Hyderabad: The Comptroller and Auditor General (CAG) has found that government hospitals and Primary Health Centers (PHCs) in the state have failed to procure enough Essential Medicines List (EML) and Additional Medicines List (AML) items over the years.
The CAG noted that while the Corporation was supposed to review and update the EML/AML every two years, this was only done twice, in 2015 and 2019. In 2017-18, only 396 out of 530 items on the 2015 EML list were procured. This number dropped to 336 in 2018-19 and 266 in 2019-20.
Similarly, for the 2019 EML list, which required 338 items, only 209 items were procured in 2020-21, and 197 in 2021-22. Many health facilities did not implement the e-Aushadhi system to the Medicine Distribution Centre (MDC) level, and there were gaps and inadequate validation controls in the e-Aushadhi application.

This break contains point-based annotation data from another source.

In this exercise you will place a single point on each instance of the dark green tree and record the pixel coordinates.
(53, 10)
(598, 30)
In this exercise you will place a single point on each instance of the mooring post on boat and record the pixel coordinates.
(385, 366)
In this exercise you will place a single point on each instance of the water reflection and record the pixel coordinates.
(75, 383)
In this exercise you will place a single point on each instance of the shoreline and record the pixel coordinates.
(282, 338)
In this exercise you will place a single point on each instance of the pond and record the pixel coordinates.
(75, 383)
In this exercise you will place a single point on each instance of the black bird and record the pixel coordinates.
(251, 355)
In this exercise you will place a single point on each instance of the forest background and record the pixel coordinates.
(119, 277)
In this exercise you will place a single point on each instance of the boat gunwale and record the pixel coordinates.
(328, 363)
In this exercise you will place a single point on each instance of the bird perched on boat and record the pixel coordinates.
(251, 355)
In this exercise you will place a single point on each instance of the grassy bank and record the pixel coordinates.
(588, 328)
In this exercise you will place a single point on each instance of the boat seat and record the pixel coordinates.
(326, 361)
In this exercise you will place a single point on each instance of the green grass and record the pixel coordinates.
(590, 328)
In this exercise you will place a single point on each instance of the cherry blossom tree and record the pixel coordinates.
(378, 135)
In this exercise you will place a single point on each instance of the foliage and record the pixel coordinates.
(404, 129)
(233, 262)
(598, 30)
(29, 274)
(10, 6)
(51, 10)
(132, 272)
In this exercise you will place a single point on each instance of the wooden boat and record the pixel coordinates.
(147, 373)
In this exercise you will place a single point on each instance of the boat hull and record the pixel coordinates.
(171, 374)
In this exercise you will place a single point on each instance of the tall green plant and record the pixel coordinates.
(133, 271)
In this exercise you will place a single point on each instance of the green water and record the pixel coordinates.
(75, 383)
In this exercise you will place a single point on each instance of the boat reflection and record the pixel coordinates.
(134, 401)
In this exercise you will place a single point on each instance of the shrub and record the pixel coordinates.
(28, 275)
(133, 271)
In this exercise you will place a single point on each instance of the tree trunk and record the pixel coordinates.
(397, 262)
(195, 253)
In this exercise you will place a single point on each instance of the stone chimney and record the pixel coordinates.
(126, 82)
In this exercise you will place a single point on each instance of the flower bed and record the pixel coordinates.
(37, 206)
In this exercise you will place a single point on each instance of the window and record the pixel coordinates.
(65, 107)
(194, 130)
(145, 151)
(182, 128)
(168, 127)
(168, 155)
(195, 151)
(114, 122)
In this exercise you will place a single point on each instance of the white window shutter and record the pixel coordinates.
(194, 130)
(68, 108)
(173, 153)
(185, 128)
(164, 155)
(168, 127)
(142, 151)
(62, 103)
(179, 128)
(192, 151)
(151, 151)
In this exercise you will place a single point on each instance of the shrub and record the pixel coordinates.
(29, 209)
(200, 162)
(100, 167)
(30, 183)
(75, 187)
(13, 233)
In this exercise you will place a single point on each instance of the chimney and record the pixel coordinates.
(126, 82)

Essential drugs are crucial for meeting the healthcare needs of a population. The CAG’s review showed that in 11 out of 14 district hospitals, medicines for 20 out of 39 therapeutic groups were not available.
Out of 16,016 Purchase Orders (POs) issued, drugs were supplied for only 13,950, leaving 2,066 POs unsupplied. No penalties were imposed on suppliers for this. Additionally, the Corporation issued 19 POs beyond the agreed Rate Contract (RC), causing an excess payment of Rs 1.65 crore to nine suppliers. Drugs worth Rs 17.13 crore, with leftover shelf lives ranging from 1 to 89 days, were issued to 1,259 health facilities between 2016-17 and 2021-22.
According to e-Aushadhi data, expired drugs valued at Rs 390.26 crore were not replaced timely, leading to significant financial losses for the government. Out of 39,258 batches of drugs/surgical/CTS items, 2,392 batches were not sent for quality checks. Additionally, 32 batches of drugs were issued to health institutions without mandatory testing.
Deficiencies in drug storage were observed in Central Medical Stores in Hyderabad, Mahabubnagar, and Warangal, making drugs susceptible to damage, contamination, and theft, posing risks to patients.
The CAG recommended that the government ensure the implementation of the e-Aushadhi application at all levels and strengthen its validation controls. The CAG also urged the government to follow rules regarding the timely return of near-expiry drugs to suppliers for replacement. Lastly, the EML and AML should be reviewed and updated at least every two years or more frequently if needed.